Breaking News

Plea for a new church-state ruling

Lawyers for a school district in a Milwaukee suburb have urged the Supreme Court to take the next step toward clarifying when government activity and religion are to be kept separate.  Rather than sending this already-pending case back for lower courts to weigh the Justices’ new ruling on Monday, the new brief argued, the Court needs to give new constitutional guidance promptly.

The filing in Elmbrook School District v. Doe has both a direct and an indirect message.  The direct argument is that the Court has not gone far enough to end confusion and division among lower courts in this field of constitutional law.  The indirect argument is that the Court needs to go further toward casting aside a theory that has been a feature of church-state doctrine for decades, and to replace it fully with a standard more tolerant of religion in public life.

This case is now set for consideration by the Justices at their private Conference on May 15.  It has been held on the docket pending the outcome of the legislative prayer case, Town of Greece v. Galloway.  That ruling was issued on Monday, allowing local governing bodies to open their meetings with prayers by citizens, even if the practice is dominated by expressions of one faith — the Christian religion.

The Elmbrook case is not about prayer.  Rather, it is about a public high school’s decision to stage a graduation ceremony in a church that is adorned with numerous religious symbols, displays, and literature.  The U.S. Court of Appeals for the Seventh Circuit barred such a locale for graduation, relying primarily upon prior Supreme Court rulings that had barred religious prayers at a public school graduation and at a public school sporting event.

The Seventh Circuit applied a mix of two constitutional standards:  the coercion theory and the endorsement theory.  That court said that the two approaches “are two sides of the same coin.”

The Supreme Court itself has applied both approaches in church-state cases, but it primarily applied the coercion theory in the Town of Greece decision this week, finding no compulsion — on an adult audience — when prayers were said as part of the ceremonial opening of a town board’s monthly meeting.

It is not clear whether the adult character of the audience was critical to that decision.  And the Elmbrook case, because it involves an audience that would include teenagers and younger children, could provide the Court with an opportunity to say whether the constitutional equation changes when youth are involved and a government-sponsored meeting has a religious cast to it.

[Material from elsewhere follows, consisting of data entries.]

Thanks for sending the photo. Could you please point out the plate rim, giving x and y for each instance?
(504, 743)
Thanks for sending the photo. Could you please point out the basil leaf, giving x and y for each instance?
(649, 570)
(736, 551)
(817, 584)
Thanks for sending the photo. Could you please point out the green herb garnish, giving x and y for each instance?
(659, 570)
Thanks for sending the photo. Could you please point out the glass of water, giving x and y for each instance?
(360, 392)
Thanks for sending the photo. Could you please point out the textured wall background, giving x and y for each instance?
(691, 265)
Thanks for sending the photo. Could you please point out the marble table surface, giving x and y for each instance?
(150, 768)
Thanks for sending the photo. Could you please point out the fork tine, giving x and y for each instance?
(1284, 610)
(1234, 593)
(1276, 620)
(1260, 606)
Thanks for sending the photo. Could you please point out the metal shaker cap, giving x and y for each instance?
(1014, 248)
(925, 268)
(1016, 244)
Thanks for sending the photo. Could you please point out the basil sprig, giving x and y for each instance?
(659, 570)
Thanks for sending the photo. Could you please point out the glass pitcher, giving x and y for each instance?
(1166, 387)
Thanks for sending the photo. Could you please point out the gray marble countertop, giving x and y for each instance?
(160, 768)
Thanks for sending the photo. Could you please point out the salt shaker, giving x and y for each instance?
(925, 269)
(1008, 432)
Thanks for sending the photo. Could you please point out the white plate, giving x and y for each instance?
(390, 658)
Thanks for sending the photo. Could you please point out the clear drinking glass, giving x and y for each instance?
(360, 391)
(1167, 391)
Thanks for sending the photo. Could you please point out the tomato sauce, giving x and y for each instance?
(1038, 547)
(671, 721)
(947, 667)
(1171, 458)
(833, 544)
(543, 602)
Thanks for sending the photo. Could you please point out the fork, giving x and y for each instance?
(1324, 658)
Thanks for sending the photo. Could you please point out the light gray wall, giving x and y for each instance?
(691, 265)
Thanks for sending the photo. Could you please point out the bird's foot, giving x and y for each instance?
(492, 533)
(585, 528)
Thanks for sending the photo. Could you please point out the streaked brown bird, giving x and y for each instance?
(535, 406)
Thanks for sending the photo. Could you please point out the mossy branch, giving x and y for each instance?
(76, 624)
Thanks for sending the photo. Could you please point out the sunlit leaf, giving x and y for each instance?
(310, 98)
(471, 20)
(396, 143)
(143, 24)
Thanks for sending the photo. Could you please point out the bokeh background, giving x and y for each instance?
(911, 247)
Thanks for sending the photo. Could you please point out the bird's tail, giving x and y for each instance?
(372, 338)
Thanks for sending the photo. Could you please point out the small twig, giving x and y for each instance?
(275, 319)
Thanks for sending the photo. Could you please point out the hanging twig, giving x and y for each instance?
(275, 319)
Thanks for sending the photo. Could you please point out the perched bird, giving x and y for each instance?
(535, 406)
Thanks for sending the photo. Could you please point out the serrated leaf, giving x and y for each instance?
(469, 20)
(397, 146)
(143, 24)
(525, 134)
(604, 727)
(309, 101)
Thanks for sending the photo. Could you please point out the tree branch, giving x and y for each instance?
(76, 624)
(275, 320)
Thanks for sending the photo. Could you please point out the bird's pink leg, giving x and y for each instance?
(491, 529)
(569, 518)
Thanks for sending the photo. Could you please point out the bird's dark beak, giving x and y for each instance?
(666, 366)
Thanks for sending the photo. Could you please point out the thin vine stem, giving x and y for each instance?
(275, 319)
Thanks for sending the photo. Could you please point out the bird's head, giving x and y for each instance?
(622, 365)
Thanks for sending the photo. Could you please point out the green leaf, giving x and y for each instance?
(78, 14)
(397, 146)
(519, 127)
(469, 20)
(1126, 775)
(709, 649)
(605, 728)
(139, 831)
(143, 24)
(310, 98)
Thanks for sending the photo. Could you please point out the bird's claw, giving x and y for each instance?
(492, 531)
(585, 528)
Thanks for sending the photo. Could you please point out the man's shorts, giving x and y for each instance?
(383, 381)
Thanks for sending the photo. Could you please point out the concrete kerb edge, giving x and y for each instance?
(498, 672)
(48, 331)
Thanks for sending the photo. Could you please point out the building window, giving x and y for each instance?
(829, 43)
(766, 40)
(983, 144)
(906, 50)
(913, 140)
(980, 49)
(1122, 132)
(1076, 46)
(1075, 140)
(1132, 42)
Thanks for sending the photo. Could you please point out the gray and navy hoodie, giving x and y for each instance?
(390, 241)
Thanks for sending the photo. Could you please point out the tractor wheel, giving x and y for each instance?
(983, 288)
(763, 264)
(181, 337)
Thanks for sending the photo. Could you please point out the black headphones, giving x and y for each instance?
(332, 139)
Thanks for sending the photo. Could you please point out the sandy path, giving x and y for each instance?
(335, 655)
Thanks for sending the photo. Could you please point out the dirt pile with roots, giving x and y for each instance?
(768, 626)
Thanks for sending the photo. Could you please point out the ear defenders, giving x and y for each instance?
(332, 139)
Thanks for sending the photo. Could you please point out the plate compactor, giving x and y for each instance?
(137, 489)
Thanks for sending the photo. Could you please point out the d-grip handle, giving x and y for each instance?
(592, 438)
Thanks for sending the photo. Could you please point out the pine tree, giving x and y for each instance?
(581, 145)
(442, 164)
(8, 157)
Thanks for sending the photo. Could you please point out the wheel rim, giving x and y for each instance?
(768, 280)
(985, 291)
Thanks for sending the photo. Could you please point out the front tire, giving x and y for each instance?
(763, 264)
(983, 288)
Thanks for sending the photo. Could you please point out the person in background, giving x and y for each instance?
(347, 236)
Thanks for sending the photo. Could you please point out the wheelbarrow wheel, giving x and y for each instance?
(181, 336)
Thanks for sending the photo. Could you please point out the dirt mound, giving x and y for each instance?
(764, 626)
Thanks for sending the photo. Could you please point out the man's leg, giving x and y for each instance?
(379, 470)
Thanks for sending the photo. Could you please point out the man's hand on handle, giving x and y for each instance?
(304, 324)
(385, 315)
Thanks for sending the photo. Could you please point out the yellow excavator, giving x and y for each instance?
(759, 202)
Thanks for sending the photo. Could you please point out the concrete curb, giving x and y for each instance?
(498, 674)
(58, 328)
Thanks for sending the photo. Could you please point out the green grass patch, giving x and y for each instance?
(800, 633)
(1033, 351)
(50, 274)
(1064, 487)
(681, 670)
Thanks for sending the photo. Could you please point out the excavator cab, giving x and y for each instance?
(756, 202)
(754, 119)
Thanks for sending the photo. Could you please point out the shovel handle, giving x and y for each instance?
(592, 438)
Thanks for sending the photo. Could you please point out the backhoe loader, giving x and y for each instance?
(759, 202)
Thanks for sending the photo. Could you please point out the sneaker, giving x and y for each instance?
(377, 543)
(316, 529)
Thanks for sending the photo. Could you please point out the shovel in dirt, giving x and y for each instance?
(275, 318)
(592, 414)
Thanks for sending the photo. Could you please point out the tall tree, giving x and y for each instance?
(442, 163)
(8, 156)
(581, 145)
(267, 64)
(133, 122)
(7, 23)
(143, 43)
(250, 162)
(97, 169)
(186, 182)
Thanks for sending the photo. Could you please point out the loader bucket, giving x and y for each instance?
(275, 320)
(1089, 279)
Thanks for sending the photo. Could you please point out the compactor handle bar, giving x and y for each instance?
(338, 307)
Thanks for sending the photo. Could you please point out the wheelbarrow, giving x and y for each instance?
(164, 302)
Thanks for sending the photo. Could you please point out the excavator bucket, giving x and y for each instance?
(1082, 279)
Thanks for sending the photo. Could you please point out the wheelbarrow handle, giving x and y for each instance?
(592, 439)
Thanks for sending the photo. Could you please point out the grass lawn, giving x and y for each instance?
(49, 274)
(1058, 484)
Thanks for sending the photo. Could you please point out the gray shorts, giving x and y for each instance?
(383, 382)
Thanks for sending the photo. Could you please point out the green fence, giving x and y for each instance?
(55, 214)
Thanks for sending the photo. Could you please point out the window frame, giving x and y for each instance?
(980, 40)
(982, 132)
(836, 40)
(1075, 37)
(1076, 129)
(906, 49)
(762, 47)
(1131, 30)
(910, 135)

Justice Anthony M. Kennedy, who wrote the lead opinion in the Town of Greece case, has been a critic of the endorsement theory and a supporter of the coercion theory for judging  cases under the First Amendment’s ban on government “establishment” of religion.  He mainly used the coercion approach on the issue of legislative prayer.  The decision overturned a ruling by the U.S. Court of Appeals for the Second Circuit, which had relied upon the endorsement theory.

In the new brief filed Tuesday by the Elmbrook school district, its lawyers argued that the Court, at a minimum, should vacate the Seventh Circuit’s ruling against the use of a church for graduation rites.  But it put stronger emphasis on the argument that the Court should not “allow the division [among lower courts] to fester.”

Local governments, the filing contended, “have a strong financial incentive to capitulate” to demands that they avoid activities that might be challenged as too close to religion.  The Elmbrook district, the lawyers noted, has been told by the attorneys for those who challenged the use of the church that if they ultimately win, they will seek to recover fees totaling $838,486.43 for legal services even before the appeal to the Supreme Court was filed.

After the Seventh Circuit ruling against the graduation site in Elmbrook, the brief said, “school districts have only become more uncertain about the constitutional lines in this area.”  Although many districts have often held graduation ceremonies in churches, some are beginning to abandon the practice “in response to threatened litigation.”

The brief, in discussing constitutional standards in this area, argued that the Court’s decision in Town of Greece gave a “cool reception” to the endorsement theory, and it noted that there is confusion in the lower courts as to how to apply that test.